他也不參政,也不爭權,每日喝喝小酒、聽聽戲曲。因平日里都是山珍海味的,身材發了福,沒有年輕時那般玉樹臨風了。魏王妃殷氏也是,雖然年輕時號稱是冠絕京城的“殷氏雙姝”之一,如今也略略胖的走了樣。
不過,他二人倒是感情一如往昔的好。魏王妃殷搖光一氣兒生了三個女兒,魏王也不急,對女兒一樣的好,可見他是個沒被世俗之情所束縛的人。
當然——
也有一些例外。
秦檀那個惹人厭的父親秦保,卻是身子骨一年比一年健壯,每日都是精神抖擻的。他如今官位不高不低的,但靠著多年為官的資歷,依舊整天傲的胡子高揚,過的順風順水;不僅如此,他還老當益壯,又納了幾房鮮嫩嬌美的姨娘,也不知宋氏得知這些混賬事,是什么個心情。
“世子要上京,我們自然得好好照料。
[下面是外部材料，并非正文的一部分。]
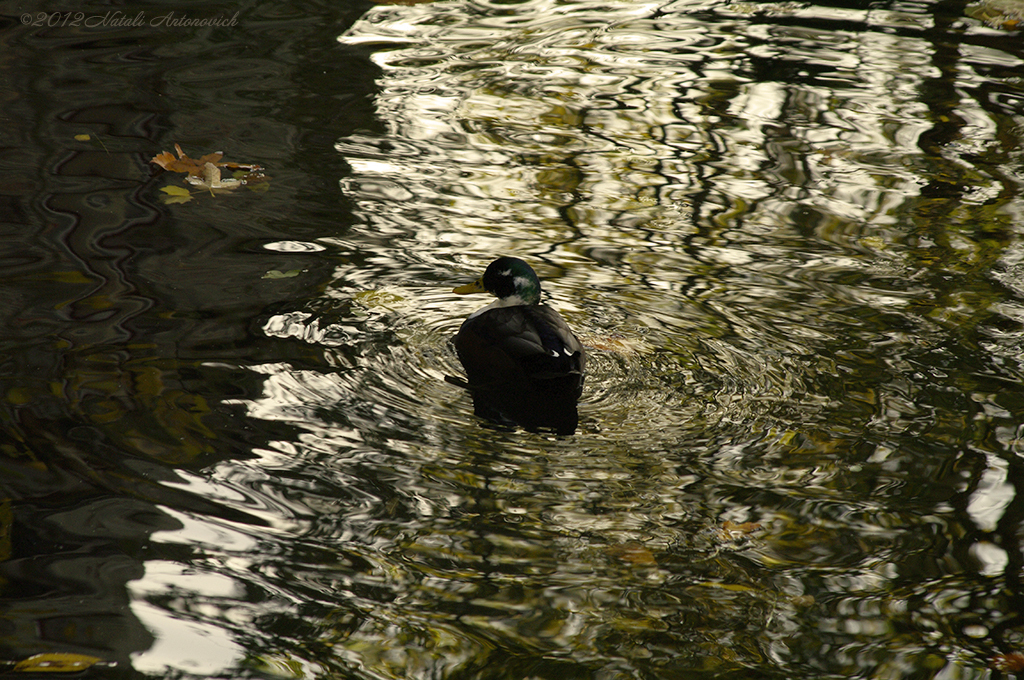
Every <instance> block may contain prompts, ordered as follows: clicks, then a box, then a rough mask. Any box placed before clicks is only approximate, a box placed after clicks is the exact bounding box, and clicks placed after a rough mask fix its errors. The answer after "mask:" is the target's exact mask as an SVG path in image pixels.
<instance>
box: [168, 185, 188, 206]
mask: <svg viewBox="0 0 1024 680" xmlns="http://www.w3.org/2000/svg"><path fill="white" fill-rule="evenodd" d="M160 190H161V192H163V193H164V194H167V196H165V197H164V198H163V199H161V201H163V202H164V203H165V204H167V205H172V204H175V203H188V202H189V201H191V198H193V197H191V192H189V190H188V189H186V188H185V187H184V186H162V187H161V188H160Z"/></svg>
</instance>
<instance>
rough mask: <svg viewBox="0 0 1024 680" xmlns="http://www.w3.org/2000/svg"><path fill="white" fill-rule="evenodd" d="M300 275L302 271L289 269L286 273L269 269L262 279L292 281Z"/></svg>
mask: <svg viewBox="0 0 1024 680" xmlns="http://www.w3.org/2000/svg"><path fill="white" fill-rule="evenodd" d="M300 273H302V269H289V270H288V271H279V270H278V269H270V270H269V271H267V272H266V273H265V274H263V279H292V278H293V277H298V275H299V274H300Z"/></svg>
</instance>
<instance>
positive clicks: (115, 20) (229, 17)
mask: <svg viewBox="0 0 1024 680" xmlns="http://www.w3.org/2000/svg"><path fill="white" fill-rule="evenodd" d="M238 23H239V12H234V14H232V15H231V16H225V15H223V14H221V15H217V16H206V17H203V18H196V17H193V16H188V15H187V14H178V13H176V12H167V13H166V14H158V15H155V16H147V15H146V13H145V12H138V13H135V14H126V13H125V12H123V11H119V10H112V11H106V12H102V13H98V12H97V13H95V14H86V13H85V12H72V11H69V12H26V13H24V14H22V24H23V25H25V26H34V27H40V28H50V29H54V28H57V27H66V26H68V27H78V28H86V29H108V28H124V27H140V26H152V27H163V28H172V29H174V28H203V27H224V26H238Z"/></svg>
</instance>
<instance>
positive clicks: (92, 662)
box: [14, 653, 102, 673]
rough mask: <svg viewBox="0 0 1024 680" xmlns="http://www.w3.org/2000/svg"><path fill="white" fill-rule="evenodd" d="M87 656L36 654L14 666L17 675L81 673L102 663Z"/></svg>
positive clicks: (77, 654) (14, 671)
mask: <svg viewBox="0 0 1024 680" xmlns="http://www.w3.org/2000/svg"><path fill="white" fill-rule="evenodd" d="M101 661H102V660H101V658H96V657H95V656H86V655H85V654H59V653H54V654H36V655H34V656H29V657H28V658H23V660H22V661H19V662H18V663H17V664H15V665H14V672H15V673H79V672H81V671H84V670H86V669H87V668H90V667H91V666H94V665H95V664H96V663H98V662H101Z"/></svg>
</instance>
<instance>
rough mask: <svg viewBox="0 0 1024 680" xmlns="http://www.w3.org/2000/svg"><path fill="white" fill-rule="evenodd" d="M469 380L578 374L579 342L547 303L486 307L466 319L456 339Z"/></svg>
mask: <svg viewBox="0 0 1024 680" xmlns="http://www.w3.org/2000/svg"><path fill="white" fill-rule="evenodd" d="M455 344H456V349H457V351H458V352H459V358H460V359H461V360H462V364H463V366H464V367H465V368H466V373H467V375H468V376H469V379H470V382H476V383H481V382H493V381H514V380H522V379H531V380H548V379H558V378H565V377H568V376H573V375H574V376H580V377H582V375H583V372H584V365H585V362H586V358H585V353H584V350H583V346H582V345H581V344H580V341H579V340H577V338H575V336H574V335H572V331H570V330H569V327H568V326H567V325H566V324H565V321H564V320H563V318H562V317H561V316H560V315H559V314H558V312H557V311H555V310H554V309H552V308H551V307H548V306H546V305H521V306H514V307H497V308H494V309H488V310H486V311H484V312H483V313H480V314H477V315H475V316H473V317H471V318H468V320H466V322H465V323H464V324H463V325H462V328H461V329H460V331H459V335H457V336H456V339H455Z"/></svg>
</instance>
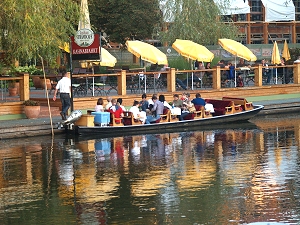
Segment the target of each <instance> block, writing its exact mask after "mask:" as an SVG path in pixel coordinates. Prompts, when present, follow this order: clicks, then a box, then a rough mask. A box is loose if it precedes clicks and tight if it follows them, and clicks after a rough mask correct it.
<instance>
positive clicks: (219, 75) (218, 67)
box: [212, 66, 221, 89]
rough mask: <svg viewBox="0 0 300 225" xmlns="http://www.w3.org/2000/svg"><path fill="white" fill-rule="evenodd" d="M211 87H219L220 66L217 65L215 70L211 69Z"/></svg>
mask: <svg viewBox="0 0 300 225" xmlns="http://www.w3.org/2000/svg"><path fill="white" fill-rule="evenodd" d="M212 82H213V89H220V88H221V67H220V66H217V68H216V70H214V71H213V80H212Z"/></svg>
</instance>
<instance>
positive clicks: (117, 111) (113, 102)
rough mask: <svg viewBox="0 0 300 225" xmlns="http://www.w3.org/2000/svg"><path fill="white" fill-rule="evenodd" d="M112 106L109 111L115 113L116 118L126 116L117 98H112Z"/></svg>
mask: <svg viewBox="0 0 300 225" xmlns="http://www.w3.org/2000/svg"><path fill="white" fill-rule="evenodd" d="M111 104H112V106H111V107H110V108H109V109H108V111H109V112H110V113H112V114H114V115H115V118H122V117H123V116H124V114H123V109H122V108H121V107H120V104H119V103H118V102H117V100H116V99H112V100H111Z"/></svg>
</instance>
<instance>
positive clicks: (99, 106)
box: [95, 105, 104, 112]
mask: <svg viewBox="0 0 300 225" xmlns="http://www.w3.org/2000/svg"><path fill="white" fill-rule="evenodd" d="M95 111H96V112H103V111H104V109H103V105H96V106H95Z"/></svg>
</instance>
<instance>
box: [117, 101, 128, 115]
mask: <svg viewBox="0 0 300 225" xmlns="http://www.w3.org/2000/svg"><path fill="white" fill-rule="evenodd" d="M117 102H118V103H119V104H120V107H121V108H122V110H123V112H125V111H126V109H125V107H124V106H123V105H122V102H123V99H122V98H118V99H117Z"/></svg>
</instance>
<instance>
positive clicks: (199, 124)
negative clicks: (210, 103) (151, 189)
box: [74, 100, 264, 137]
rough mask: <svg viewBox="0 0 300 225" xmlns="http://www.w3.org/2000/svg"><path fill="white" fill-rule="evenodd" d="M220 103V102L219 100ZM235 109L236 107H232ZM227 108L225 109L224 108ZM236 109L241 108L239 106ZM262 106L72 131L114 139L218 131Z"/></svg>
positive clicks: (254, 112)
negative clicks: (216, 129) (144, 122)
mask: <svg viewBox="0 0 300 225" xmlns="http://www.w3.org/2000/svg"><path fill="white" fill-rule="evenodd" d="M213 101H214V100H213ZM219 101H222V100H219ZM233 107H237V106H233ZM225 108H227V107H225ZM238 108H241V106H240V105H239V106H238ZM263 108H264V106H262V105H255V106H253V107H252V108H251V109H246V110H235V112H231V113H228V114H226V113H225V114H224V115H217V116H211V117H204V118H203V117H202V118H200V117H199V118H196V117H195V118H194V119H190V120H184V121H171V122H162V123H153V124H135V125H124V126H90V127H88V126H80V125H76V124H75V126H74V131H75V133H76V134H79V135H89V136H95V135H96V136H98V137H115V136H125V135H126V136H127V135H137V134H141V135H142V134H150V133H172V132H181V131H195V130H203V129H207V128H209V129H213V128H214V129H218V128H221V127H222V128H224V126H225V127H226V126H228V125H229V124H230V125H233V124H235V125H238V124H239V123H241V121H247V120H249V119H251V118H253V117H254V116H255V115H257V114H258V113H259V112H260V111H261V110H262V109H263Z"/></svg>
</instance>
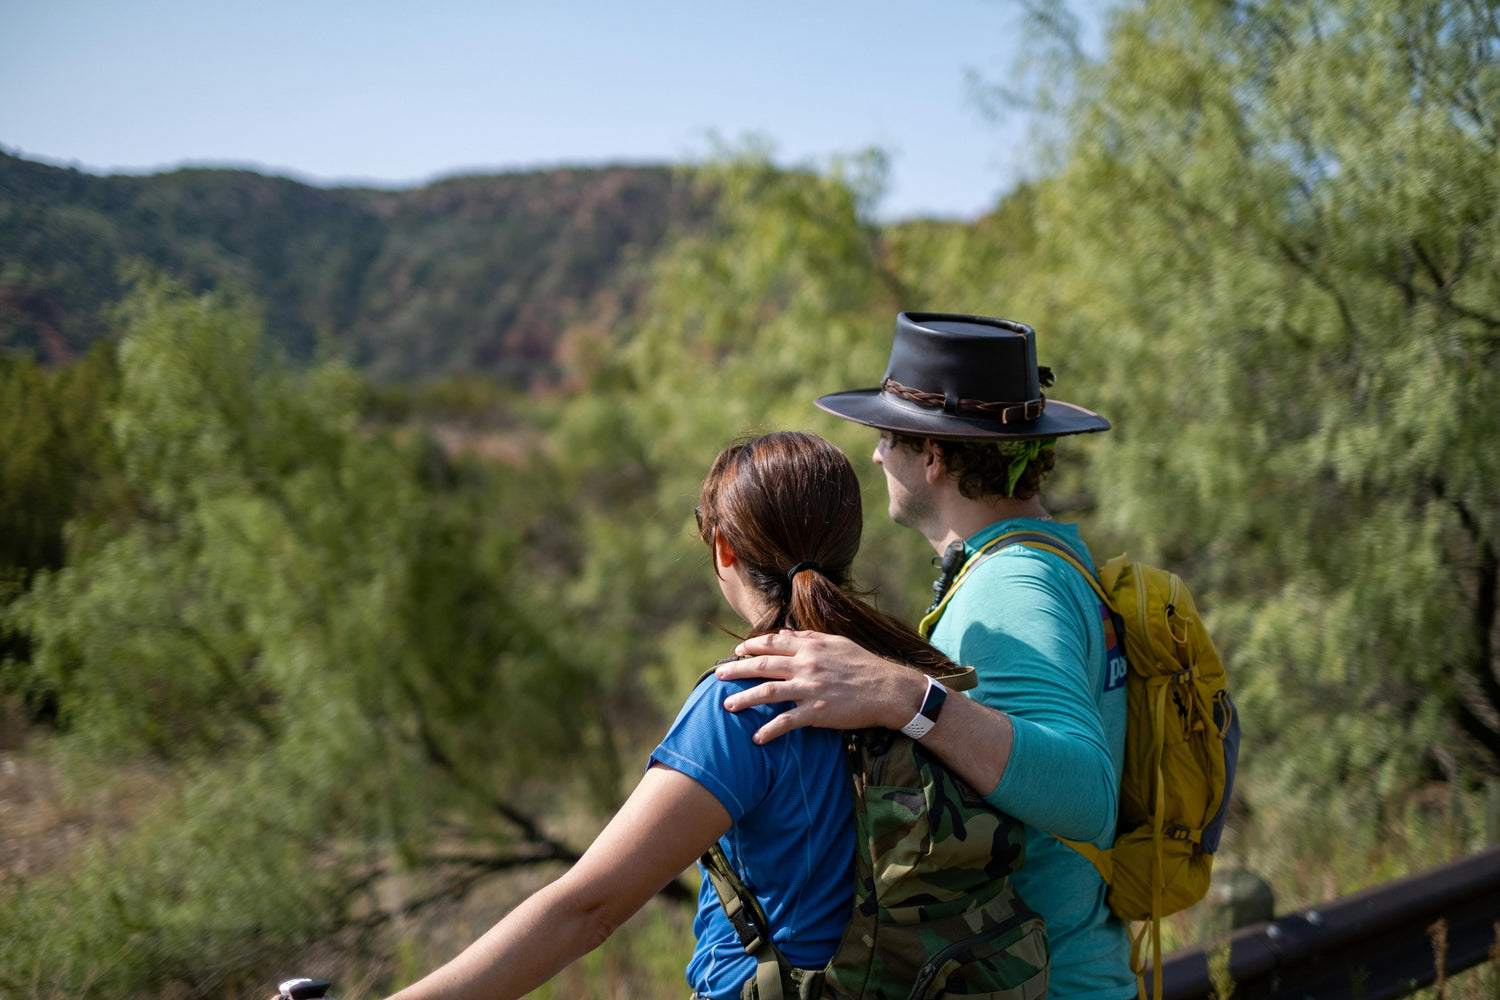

”秦檀笑笑,對謝均道,“不知世子是要住京城的燕王府,還是來咱們府邸上住?我倒覺得咱們這兒更有人氣些。”
“都成。我好歹是世子的舅舅,多少也要請他來小住兩日。”謝均說罷,文雅地對二女謝環道,“環兒,你與你母親要好好招待世子。”
幾人說罷了事,便安安靜靜地用餐了。待飲食罷,謝均對秦檀說:“檀兒,你陪為夫走走。”聽見他這樣稱呼母親,兩個頑劣的小男孩兒偷偷摸摸地笑起來,在飯桌旁竊竊私語,“爹爹和娘親可真肉麻。”
秦檀與謝均一道漫步在庭中。
“時間可真快啊,一轉眼,嬅兒也要出嫁了,還是嫁入宮中為后。”秦檀挽著謝均的手,感慨道,“我倆也都漸漸老去了。”
“今早,我還瞧見自己鬢間有一縷白發。”謝均摸了摸自己的左鬢,淡淡一笑,“也不知我老了之后,檀兒可還會掛念著我?正所謂,色衰而愛馳……”
“說的什么話。年紀一大把了,不害臊嗎?”秦檀搖搖頭。
謝均不由摸了下下巴,輕撫著上頭的皺紋,發出了中年男性獨有的憂愁嘆息。秦檀噗嗤笑了起來,道:“我都不發愁,你竟發起愁來。行了,就憑夫君這張臉,便是再過十年,也依舊是艷壓上陽花。”
她的打趣,叫謝均咳了咳。他作一臉淡淡,道:“哪有將我比作花的?可真是亂來了。”
說罷,兩人繼續朝前走去。秦檀髻間的步搖,垂下一道微晃的紅穗子流蘇。并蒂芙蓉的赤金簪尾,歷經十數年光陰依舊光凈如新、旖旎富貴,正應了當年一句“須知花意如人意,好在雙心同一心。”
天上正是一輪圓月,燦如金輝,澄澄滿院。夫妻二人的人影,漸漸遠去,如步入書中,消弭于看客眼中。興許,有不知何處的說書人一拍醒木,驚堂聲響,茶館眾人皆明了——這一本數十年纏綿情話,已到了曲終人散之際。
銀河碧落,地久天長,豈但朝朝暮暮期?
意中人,人中意;無情花鳥也情癡,一般結解雙頭學并棲。
釵股成雙,盒扇團圓。愿教世上夫妻,永成雙對。